Le mardi 5 septembre 2006


Remets ta culotte, mon coeur
Pierre Foglia, La Presse

Le train qui fait la liaison New York-Chicago est arrivé en gare de Cleveland à 3h du matin. Il pleuvait comme vache qui pisse. Juste marcher du quai, qui n'est pas abrité, à la gare elle-même, j'étais trempé. Je devais me rendre au terminus des autobus Greyhound à deux kilomètres de là en plein centre-ville, d'où je prendrai un bus pour... je n'avais pas encore décidé. Cincinnati? Columbus? Mais ce serait l'Ohio.

J'ai pitonné les Pretenders sur mon iPod, la voix de Chrissie Hynde me remue encore 20 ans après... I went back to Ohio/But my city was gone/There was no train station/There was no dowtown...

Je suis parti à pied par la 9e Avenue, qui remonte le centre-ville - en passant devant le Hall of Fame du rock'n'roll! je vous jure - la pluie redoublait. Ce n'était plus une vache mais cent mille mammouths qui pissaient une pluie chaude. J'ai dû m'abriter sous le porche d'une banque.

Pas âme qui vive. Pas un robineux. Pas une auto. Vous savez ce rêve que l'on fait parfois d'être le seul survivant après la fin du monde, c'était moi, cette nuit-là à Cleveland, Ohio.

L'Amérique détruira-t-elle le monde ou l'Amérique sera-t-elle détruite? La question est posée par un Américain et non, ce n'est pas Noam Chomsky, je ne vous en parlerais même pas si c'était lui. C'est Henry Miller... dans les années 30! Dans un texte qu'il a titré La tarte lumineuse - en référence au Voyage au bout de la nuit de Céline. La lutte n'est pas entre les favorisés et les défavorisés, elle est entre l'Amérique et le reste du monde. La question est la suivante: l'Amérique détruira-t-elle le monde, ou l'Amérique sera-t-elle détruite? Miller a écrit ça entre 1920 et 1930, ben Laden n'était pas né. Miller revenait d'un long séjour en Europe, il avait alors la haine de «son» Amérique.

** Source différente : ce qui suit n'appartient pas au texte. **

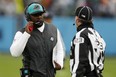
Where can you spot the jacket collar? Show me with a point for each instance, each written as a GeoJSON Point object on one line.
{"type": "Point", "coordinates": [84, 26]}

L'autre nuit à Cleveland, une voiture de flics a fini par passer, et ce n'était déjà plus la fin du monde. M'est alors venue la réponse à la question de Miller. L'Amérique sera-t-elle détruite ou détruira-t-elle le monde? Ni l'un ni l'autre. L'Amérique ne sera pas détruite et ne détruira pas le monde. Ce ne sera pas pour autant la béate fin de l'histoire de Francis Fukuyama. C'est affaire de temps plus que d'idéologie, les choses s'arrangent, se placent, s'améliorent imperceptiblement. Je suis un bougonneux du présent, mais j'ai furieusement confiance en l'avenir. J'insiste, le niveau monte imperceptiblement, moi-même, ne suis-je pas, imperceptiblement, moins con qu'il y a 10 ans?

Je suis arrivé à Columbus - j'ai finalement choisi Columbus - à 6h du matin. Je suis allé déjeuner en face du terminus, la serveuse a pris ma commande, est revenue deux secondes après, m'a mis la main sur l'épaule, excusez-moi honey, j'ai complètement oublié de te demander: comment tu veux tes toasts, pain brun, ou pain blanc? Elle en faisait une question d'extrême importance, c'était comme si elle me disait: regarde chéri, on ne réglera pas l'Irak ce matin, ni la Palestine, mais pour tes toasts, fais-moi confiance, OK?

Au lieu de marines, Bush devrait envoyer en Irak les waitress de chez Shoney's, de chez iHop et autre Wendy's. Comment tu veux tes oeufs, Mohammed?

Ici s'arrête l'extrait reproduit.